Several risk calculators for RHF, even among LVAD recipients, also exist. The European counterpart to INTERMACS, the EUROMACS (European Registry for Patients With Mechanical Circulatory Support), developed a risk score for the development of postoperative RHF. ¹⁵ They found that higher baseline serum creatinine and blood urea nitrogen were associated with developing RHF in unadjusted analyses, although these values were not included in the final model. Several other risk scores for RHF have also been developed, but current methods used to predict risk of RHF remain nondiscriminatory due to various factors including intraoperative conditions that cannot be determined preoperatively and varying definitions of RHF. Moreover, prior risk calculators have not been validated in HeartMate 3 recipients. ¹⁶ Persistent RHF at >3 months after LVAD implantation was associated with worse prognosis while higher blood urea nitrogen before implantation was associated with increasing risk of RHF in an analysis of 5537 INTERMACS patients. ¹⁷ Compared with the previously published INTERMACS analysis, the current study provides a more in‐depth assessment of the association between kidney function and RHF in the same LVAD cohort, and adds to these data by describing differences in the 1‐year change in eGFR in those with and without RHF. However, it was unable to account for intra‐ and postoperative factors that are known limitations of INTERMACS data set analyses. These limitations highlight the need for validation in the current HeartMate 3 cohort and the development of better prediction models for long‐term RHF and kidney dysfunction after LVAD implantation.

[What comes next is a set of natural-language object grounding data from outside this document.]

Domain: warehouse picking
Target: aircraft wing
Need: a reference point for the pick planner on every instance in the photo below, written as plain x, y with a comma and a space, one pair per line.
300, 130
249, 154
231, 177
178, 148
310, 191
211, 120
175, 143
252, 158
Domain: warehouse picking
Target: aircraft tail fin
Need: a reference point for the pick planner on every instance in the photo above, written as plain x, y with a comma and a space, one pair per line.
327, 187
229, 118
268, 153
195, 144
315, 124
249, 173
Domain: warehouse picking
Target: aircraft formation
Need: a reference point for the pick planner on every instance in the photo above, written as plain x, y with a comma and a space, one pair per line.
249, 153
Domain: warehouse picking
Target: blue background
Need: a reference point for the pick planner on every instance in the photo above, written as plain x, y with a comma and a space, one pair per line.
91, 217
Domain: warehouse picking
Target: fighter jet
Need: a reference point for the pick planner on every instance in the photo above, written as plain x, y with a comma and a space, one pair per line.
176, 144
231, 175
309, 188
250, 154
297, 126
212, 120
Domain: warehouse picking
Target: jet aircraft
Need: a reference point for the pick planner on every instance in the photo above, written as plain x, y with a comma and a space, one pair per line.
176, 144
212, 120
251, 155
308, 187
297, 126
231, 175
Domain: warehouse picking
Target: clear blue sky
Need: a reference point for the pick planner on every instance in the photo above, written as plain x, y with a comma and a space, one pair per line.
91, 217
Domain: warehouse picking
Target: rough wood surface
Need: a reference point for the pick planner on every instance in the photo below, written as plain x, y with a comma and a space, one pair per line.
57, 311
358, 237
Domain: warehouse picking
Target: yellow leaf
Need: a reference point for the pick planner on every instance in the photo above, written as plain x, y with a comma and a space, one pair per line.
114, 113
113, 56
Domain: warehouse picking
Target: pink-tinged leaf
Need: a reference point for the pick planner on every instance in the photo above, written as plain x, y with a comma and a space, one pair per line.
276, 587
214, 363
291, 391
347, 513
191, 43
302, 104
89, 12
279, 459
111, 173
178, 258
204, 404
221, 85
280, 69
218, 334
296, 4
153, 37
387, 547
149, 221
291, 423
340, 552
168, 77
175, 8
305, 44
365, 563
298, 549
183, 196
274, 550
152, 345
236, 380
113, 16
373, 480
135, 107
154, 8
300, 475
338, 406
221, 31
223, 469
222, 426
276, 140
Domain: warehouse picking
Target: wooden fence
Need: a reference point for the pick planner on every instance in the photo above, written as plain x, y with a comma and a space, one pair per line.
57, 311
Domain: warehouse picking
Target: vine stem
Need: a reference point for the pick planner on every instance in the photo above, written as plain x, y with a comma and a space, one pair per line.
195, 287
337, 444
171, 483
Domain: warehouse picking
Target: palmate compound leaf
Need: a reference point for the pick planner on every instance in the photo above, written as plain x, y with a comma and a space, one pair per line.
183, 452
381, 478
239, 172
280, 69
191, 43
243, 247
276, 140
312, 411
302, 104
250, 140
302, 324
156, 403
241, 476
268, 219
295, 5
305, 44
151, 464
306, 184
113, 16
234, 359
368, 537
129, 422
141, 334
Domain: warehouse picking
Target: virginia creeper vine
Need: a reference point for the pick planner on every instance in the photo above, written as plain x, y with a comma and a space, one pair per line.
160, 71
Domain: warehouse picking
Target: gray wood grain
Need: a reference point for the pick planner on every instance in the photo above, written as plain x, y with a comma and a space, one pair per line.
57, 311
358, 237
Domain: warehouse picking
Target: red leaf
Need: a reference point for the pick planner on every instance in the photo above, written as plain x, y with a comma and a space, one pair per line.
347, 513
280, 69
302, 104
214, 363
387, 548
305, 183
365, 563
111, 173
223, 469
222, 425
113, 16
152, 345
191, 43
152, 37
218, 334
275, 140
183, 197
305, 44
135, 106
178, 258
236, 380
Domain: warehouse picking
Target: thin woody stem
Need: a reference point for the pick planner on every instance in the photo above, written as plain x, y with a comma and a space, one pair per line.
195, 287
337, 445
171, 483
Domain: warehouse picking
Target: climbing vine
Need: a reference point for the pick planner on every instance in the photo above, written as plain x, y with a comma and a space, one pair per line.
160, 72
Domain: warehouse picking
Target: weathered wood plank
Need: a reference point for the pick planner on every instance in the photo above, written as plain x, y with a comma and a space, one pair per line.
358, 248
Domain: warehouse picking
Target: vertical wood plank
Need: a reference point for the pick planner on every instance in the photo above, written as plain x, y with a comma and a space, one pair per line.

The incomplete data from the INTERMACS registry must also be acknowledged. There were 8076 patients with baseline characteristics included in the present analysis. Information on severe right ventricular dysfunction was missing in 17.8% and temporary mechanical circulatory support in 15.3%. There was also quite a bit of missingness at follow‐up. At 1 month, information for 460 participants was missing, and at 3 months data on the incidence of RHF were missing in 3226 participants. This was predominantly due to not having any follow‐up information recorded during the 3‐month RHF ascertainment window. Of the 3226 with missing follow‐up information, ≈72% were missing due to lack of recorded data. Additionally, 9% had died by 3 months, and 5.5% had received a heart transplant. All of these together raise concern for informative censoring and integrity of INTERMACS data. It is somewhat reassuring that baseline characteristics and 12‐month survival were similar among the 4850 with 3‐month follow‐up and the 3226 with missing data.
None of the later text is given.